Understanding wage differences between migrants and nationals analysing how migrant wages have evolved in 49 countries before the COVID-19 Pandemic
Labour migration can be an important vehicle for development, when it is fair, well-governed and allows migrant workers to access decent work. The world counts an estimated 164 million migrant workers, almost half of them women. They comprise 4.7 per cent of the global workforce and contribute enormously to societies’ growth and development.
Yet, migrant workers are too often treated unfairly and unequally in the labour market. The COVID-19 crisis threatens to further increase inequalities and labour market differences between migrant workers and nationals, for example with respect to access to employment, types of work, working conditions or skills development opportunities, which may in turn further deepen migrant pay gaps.

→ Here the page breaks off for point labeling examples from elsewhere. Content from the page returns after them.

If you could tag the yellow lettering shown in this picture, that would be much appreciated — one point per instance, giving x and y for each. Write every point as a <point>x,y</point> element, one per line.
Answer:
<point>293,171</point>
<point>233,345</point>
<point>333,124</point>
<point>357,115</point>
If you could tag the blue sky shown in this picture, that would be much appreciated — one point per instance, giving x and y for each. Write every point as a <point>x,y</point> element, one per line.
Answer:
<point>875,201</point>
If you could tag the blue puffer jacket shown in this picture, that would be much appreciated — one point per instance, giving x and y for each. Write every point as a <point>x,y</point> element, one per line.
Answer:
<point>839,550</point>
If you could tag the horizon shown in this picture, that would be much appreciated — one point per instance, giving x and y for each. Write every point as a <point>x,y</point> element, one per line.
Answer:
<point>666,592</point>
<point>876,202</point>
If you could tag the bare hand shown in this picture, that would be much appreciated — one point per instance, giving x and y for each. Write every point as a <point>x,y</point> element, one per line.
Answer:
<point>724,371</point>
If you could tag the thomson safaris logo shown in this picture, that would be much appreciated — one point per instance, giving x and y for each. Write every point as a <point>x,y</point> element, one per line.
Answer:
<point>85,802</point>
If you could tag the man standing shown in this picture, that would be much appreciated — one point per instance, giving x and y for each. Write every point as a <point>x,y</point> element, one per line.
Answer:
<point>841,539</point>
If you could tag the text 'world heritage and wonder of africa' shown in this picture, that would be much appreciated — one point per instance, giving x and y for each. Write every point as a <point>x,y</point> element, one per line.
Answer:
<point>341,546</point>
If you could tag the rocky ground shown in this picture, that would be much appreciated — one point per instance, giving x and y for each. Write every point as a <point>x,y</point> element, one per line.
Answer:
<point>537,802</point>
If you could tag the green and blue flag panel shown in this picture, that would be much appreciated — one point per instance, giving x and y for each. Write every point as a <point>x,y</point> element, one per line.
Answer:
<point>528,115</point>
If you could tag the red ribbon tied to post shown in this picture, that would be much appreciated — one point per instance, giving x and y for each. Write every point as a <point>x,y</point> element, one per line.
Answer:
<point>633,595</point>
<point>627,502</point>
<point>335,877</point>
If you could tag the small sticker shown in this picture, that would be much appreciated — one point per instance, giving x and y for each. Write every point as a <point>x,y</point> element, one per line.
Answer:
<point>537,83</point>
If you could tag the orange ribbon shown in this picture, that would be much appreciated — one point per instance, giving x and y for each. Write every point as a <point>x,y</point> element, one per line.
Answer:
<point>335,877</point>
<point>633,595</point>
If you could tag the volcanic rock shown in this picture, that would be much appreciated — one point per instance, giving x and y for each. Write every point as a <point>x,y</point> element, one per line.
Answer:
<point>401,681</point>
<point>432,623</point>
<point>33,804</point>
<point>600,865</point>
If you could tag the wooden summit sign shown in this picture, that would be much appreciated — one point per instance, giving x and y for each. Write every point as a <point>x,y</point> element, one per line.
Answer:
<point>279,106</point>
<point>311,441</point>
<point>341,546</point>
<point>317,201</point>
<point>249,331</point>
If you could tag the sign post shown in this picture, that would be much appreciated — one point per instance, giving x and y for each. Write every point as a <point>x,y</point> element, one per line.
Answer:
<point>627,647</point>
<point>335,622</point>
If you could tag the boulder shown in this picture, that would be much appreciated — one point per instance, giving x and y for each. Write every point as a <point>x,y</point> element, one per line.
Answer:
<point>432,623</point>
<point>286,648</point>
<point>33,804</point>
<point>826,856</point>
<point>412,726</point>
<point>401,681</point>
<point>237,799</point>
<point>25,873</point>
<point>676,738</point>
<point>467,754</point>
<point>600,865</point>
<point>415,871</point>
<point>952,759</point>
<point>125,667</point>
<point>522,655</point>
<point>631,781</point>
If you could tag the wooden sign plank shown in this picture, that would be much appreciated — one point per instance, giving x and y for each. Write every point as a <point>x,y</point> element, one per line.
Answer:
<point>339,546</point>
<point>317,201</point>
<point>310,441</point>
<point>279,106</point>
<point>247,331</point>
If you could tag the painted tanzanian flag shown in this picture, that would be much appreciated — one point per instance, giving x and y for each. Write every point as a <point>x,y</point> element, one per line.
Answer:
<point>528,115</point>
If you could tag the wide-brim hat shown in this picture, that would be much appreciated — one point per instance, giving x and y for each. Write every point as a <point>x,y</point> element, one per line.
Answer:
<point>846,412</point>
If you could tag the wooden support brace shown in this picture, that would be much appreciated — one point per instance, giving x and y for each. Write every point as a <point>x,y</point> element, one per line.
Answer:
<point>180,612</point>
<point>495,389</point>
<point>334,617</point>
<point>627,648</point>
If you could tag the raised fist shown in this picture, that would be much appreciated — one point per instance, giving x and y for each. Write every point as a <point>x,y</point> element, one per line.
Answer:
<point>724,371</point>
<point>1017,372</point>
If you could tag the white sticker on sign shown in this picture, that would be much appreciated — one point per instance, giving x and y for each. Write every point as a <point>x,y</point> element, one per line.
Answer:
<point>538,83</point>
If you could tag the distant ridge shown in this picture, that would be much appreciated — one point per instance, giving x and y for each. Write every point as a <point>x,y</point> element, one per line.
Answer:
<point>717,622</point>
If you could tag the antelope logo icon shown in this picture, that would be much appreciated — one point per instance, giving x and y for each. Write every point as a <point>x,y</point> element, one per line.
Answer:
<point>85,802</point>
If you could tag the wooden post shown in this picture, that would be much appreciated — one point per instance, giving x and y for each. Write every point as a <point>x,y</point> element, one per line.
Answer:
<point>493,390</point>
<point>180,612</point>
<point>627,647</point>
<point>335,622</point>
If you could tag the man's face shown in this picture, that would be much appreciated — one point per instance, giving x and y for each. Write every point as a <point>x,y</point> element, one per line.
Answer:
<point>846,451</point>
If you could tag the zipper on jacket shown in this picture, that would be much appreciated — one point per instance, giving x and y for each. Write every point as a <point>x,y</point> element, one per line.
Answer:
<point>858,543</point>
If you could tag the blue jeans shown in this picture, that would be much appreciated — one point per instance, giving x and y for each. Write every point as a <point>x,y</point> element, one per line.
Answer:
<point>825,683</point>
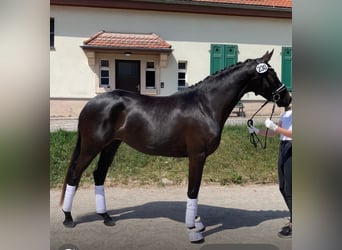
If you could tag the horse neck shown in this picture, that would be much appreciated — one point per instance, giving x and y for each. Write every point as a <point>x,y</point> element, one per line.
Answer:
<point>225,93</point>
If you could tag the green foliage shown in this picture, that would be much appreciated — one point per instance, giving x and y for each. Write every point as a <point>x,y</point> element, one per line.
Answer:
<point>236,161</point>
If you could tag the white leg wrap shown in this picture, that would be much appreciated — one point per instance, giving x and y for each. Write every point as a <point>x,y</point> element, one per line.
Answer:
<point>100,199</point>
<point>194,235</point>
<point>191,212</point>
<point>68,198</point>
<point>199,225</point>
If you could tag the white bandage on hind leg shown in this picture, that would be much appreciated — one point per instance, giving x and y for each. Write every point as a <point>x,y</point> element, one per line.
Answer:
<point>68,198</point>
<point>100,199</point>
<point>191,212</point>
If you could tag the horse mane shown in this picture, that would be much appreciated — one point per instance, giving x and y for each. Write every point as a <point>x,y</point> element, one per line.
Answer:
<point>211,80</point>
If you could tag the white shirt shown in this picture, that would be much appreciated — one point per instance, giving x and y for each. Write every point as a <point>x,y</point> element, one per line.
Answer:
<point>286,123</point>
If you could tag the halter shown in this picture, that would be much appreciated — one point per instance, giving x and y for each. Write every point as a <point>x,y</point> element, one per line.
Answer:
<point>253,138</point>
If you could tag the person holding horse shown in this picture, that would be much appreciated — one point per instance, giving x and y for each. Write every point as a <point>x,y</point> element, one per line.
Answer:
<point>284,128</point>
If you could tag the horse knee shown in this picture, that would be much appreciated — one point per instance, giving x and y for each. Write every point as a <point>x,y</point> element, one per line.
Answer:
<point>99,177</point>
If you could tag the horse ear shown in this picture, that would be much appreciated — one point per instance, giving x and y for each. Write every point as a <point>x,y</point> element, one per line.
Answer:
<point>265,58</point>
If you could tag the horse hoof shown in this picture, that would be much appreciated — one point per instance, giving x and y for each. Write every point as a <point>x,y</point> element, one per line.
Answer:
<point>195,236</point>
<point>69,223</point>
<point>199,225</point>
<point>107,220</point>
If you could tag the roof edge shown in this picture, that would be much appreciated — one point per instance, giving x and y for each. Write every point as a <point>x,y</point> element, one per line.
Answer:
<point>183,7</point>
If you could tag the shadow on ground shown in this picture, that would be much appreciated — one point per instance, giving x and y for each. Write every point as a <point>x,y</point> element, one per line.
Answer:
<point>220,217</point>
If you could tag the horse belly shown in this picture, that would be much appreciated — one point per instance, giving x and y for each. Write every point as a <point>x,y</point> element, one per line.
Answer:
<point>155,144</point>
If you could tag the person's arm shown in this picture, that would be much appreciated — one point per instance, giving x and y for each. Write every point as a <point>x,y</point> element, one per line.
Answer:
<point>278,128</point>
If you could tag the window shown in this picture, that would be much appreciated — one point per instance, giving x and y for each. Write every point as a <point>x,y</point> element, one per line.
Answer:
<point>222,56</point>
<point>286,67</point>
<point>52,32</point>
<point>182,74</point>
<point>104,73</point>
<point>150,75</point>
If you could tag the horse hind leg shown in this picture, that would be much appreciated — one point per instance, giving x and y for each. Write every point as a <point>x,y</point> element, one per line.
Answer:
<point>106,159</point>
<point>192,220</point>
<point>77,166</point>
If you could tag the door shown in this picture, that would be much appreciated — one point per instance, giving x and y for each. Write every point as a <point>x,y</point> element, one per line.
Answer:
<point>127,75</point>
<point>286,67</point>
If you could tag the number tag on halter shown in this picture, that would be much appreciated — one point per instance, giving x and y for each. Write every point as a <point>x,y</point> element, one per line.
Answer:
<point>261,68</point>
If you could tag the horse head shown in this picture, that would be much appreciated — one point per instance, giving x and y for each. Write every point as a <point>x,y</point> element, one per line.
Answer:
<point>265,82</point>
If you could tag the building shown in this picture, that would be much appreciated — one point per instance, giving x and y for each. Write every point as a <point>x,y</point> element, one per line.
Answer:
<point>159,47</point>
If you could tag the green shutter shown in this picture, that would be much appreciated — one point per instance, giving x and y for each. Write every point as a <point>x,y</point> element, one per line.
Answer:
<point>286,67</point>
<point>222,56</point>
<point>216,58</point>
<point>230,55</point>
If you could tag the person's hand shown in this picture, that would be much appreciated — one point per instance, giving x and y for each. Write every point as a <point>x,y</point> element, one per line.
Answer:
<point>252,129</point>
<point>271,125</point>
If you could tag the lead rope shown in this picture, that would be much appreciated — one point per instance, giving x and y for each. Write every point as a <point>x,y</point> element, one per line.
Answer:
<point>253,138</point>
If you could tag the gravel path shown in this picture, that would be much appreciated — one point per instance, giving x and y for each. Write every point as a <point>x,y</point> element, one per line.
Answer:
<point>236,217</point>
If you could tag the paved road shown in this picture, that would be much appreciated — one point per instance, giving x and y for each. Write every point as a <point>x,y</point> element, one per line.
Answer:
<point>236,217</point>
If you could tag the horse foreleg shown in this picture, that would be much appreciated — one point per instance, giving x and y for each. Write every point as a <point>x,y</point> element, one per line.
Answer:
<point>106,159</point>
<point>192,220</point>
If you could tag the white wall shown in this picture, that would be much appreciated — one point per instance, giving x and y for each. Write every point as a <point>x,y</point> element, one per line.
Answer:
<point>189,34</point>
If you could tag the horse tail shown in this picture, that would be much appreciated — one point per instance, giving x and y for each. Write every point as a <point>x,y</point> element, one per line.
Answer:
<point>72,163</point>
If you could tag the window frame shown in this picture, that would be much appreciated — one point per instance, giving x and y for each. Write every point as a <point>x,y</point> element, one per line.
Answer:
<point>183,71</point>
<point>104,68</point>
<point>148,69</point>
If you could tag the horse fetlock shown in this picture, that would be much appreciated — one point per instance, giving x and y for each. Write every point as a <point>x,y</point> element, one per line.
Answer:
<point>194,235</point>
<point>68,221</point>
<point>107,220</point>
<point>199,225</point>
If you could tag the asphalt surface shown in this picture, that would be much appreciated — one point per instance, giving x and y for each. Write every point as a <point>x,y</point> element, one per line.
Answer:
<point>236,217</point>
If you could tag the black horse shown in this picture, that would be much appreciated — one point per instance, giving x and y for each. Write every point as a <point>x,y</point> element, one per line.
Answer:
<point>186,124</point>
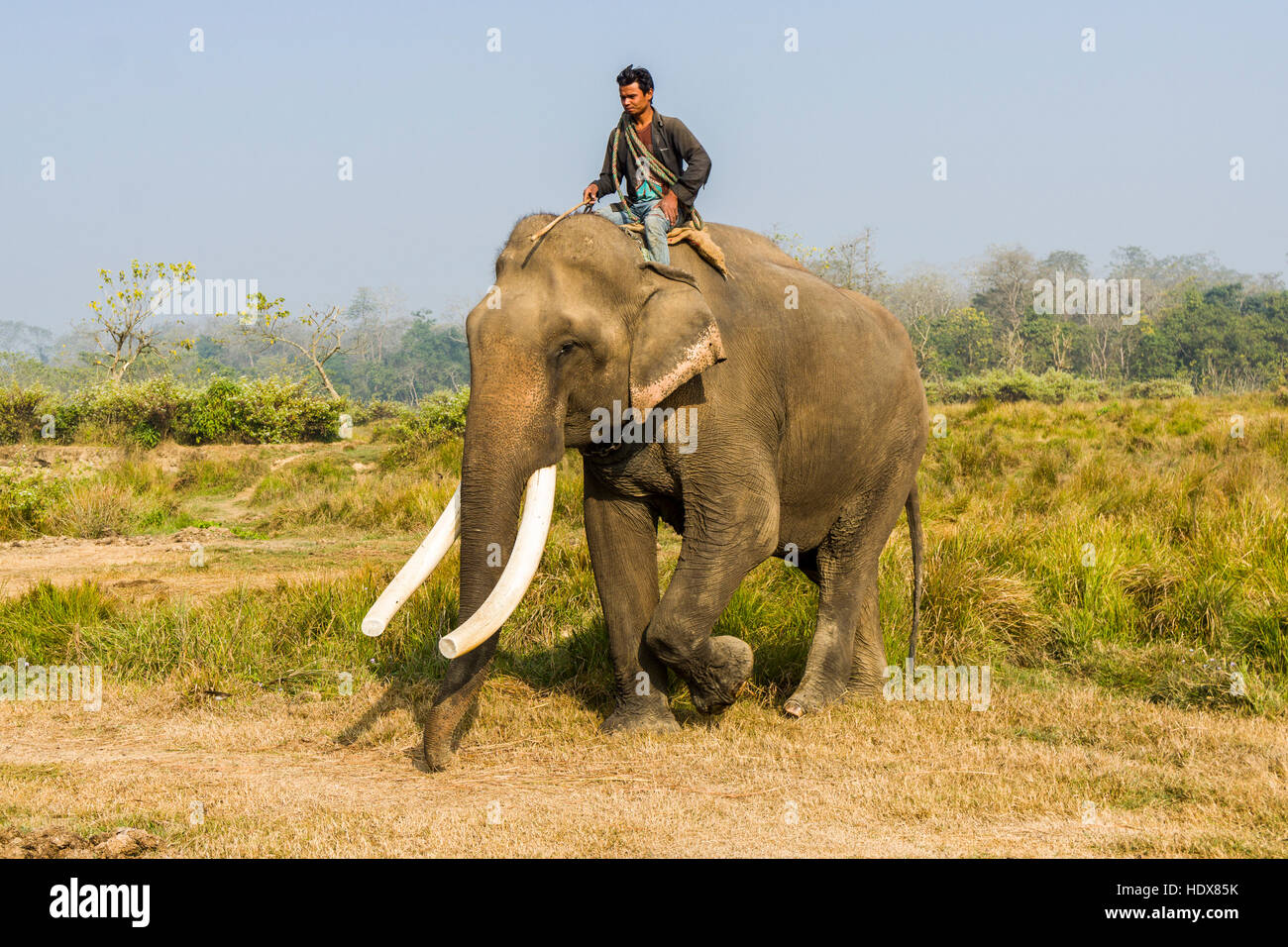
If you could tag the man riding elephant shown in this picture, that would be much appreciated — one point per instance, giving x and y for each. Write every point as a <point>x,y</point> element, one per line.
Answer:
<point>647,150</point>
<point>804,425</point>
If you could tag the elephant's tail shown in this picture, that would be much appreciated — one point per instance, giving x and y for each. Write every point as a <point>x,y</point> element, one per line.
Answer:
<point>913,506</point>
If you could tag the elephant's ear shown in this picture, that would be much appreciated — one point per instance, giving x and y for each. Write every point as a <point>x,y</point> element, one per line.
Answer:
<point>677,338</point>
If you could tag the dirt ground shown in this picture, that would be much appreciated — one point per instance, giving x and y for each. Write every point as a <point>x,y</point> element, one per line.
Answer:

The publication which was launched by the International Labour Office in December 2020, analyses how migrant wages have evolved in 49 countries before the COVID-19 Pandemic. The report details the difficulties faced by migrants in receiving the same pay as nationals. It examines gender discrimination affecting women migrants and the difficulties migrants have in getting a job that corresponds to their level of education. It also includes first indications of the impact of the COVID-19 crisis on migrant workers. It as well provides an important way forward by showing how to measure working conditions, especially wages, of migrant workers, on the basis of which we can identify the extent of the problem, and define the appropriate measures.